My mother calls every Sunday at 10:15. She has called every Sunday at 10:15 for as long as I’ve lived in this house, which is twelve years. Before that she called at 10:00, but I asked her once to push it back because Zoe’s swim lessons ended at 10 and I was always in the car when the phone rang. She adjusted without comment and has hit the new time with a consistency that I find both comforting and slightly unnerving.
Today she asked about Zoe’s SAT prep. She asked about Max’s tournament. She asked if Doug had fixed the garage door opener, which he has not. Then she asked how work was going.
“Fine,” I said. “Same as always.”
She said “good” and moved on to her neighbor’s new fence, which is apparently six inches over the property line and generating the kind of conflict that keeps her entire block engaged.
Here is what my mother did not ask: whether I’m happy at work. Whether I want to stay. Whether I’ve spent three weeks building a business plan while sitting in meetings about Q3 retention targets. She didn’t ask because she wouldn’t think to. Not because she doesn’t care. In her framework, having a good job means you’re fine. You don’t interrogate fine.
My mom was a school secretary for 31 years. Same school, same desk. She started in 1978 and retired in 2009 with a sheet cake and a gift card to Kohl’s. She never once, in my memory, talked about wanting to do something else. Not complained. Not daydreamed out loud. Not sat in a parking lot reconsidering her entire trajectory.
I used to think that meant she was content. Now I’m not sure. I’m not saying she was secretly miserable. That’s not what I mean, and I should be careful here because she deserves better than me rewriting her life to serve my narrative. What I’m saying is I never asked, and she never volunteered, and I genuinely don’t know. Maybe 31 years at the same desk was the thing she chose and kept choosing. Not everyone has the itch.
But she never talked about it either way. And now I’m the one not talking.
The list of people who know what I’m doing: Terri. And whoever is reading this. Doug does not know. My mother does not know. Zoe and Max don’t know, which is appropriate, they’re teenagers who can barely locate their own shoes.
Doug should know. He should have known two weeks ago. At this point it’s not that I haven’t found the right moment. I’ve had at least three. Yesterday he stood in the kitchen and asked what I was working on and I said “just some research” like it was nothing.
I keep telling myself I’ll do it when there’s something concrete to tell. When I know who the buyer is. When I have a plan instead of a spreadsheet and a phone note and one phone call.
But there is something to tell. There has been something to tell since April. I am thinking about leaving my job. I have a business idea. I started writing about it publicly. I did all of this without mentioning it to the person I’ve been married to for 21 years. That is the something.

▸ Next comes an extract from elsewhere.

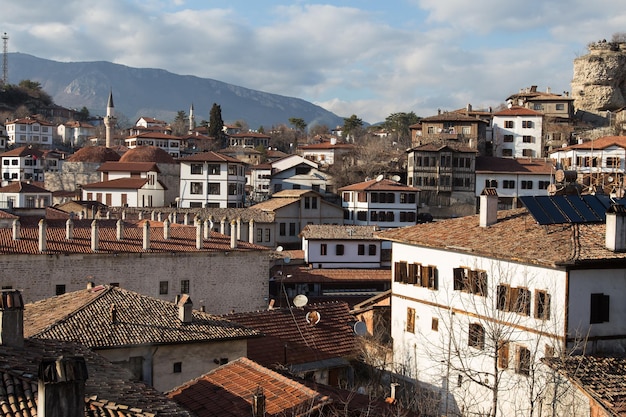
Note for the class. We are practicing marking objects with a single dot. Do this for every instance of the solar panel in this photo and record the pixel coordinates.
(535, 210)
(568, 209)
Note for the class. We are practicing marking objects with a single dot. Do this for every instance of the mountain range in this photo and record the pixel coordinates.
(158, 93)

After the call with my mom I sat at the kitchen table with cold coffee. Doug was reading the news on his iPad, which he holds slightly too far from his face, like a man who refuses to admit he needs reading glasses. I almost said it. I opened my mouth. Then Zoe came downstairs and asked if we had almond milk, and the moment dissolved the way moments do when you let them.
I’m not going to write “tonight” again. I’ve said it to myself three times now, in my head if not here, and broken it three times. I don’t want to make a promise I’ll have to explain away tomorrow.
What I’ll say is the silence is getting heavier than the conversation would be. I think. I’m not totally sure about that math yet. But the ratio is shifting.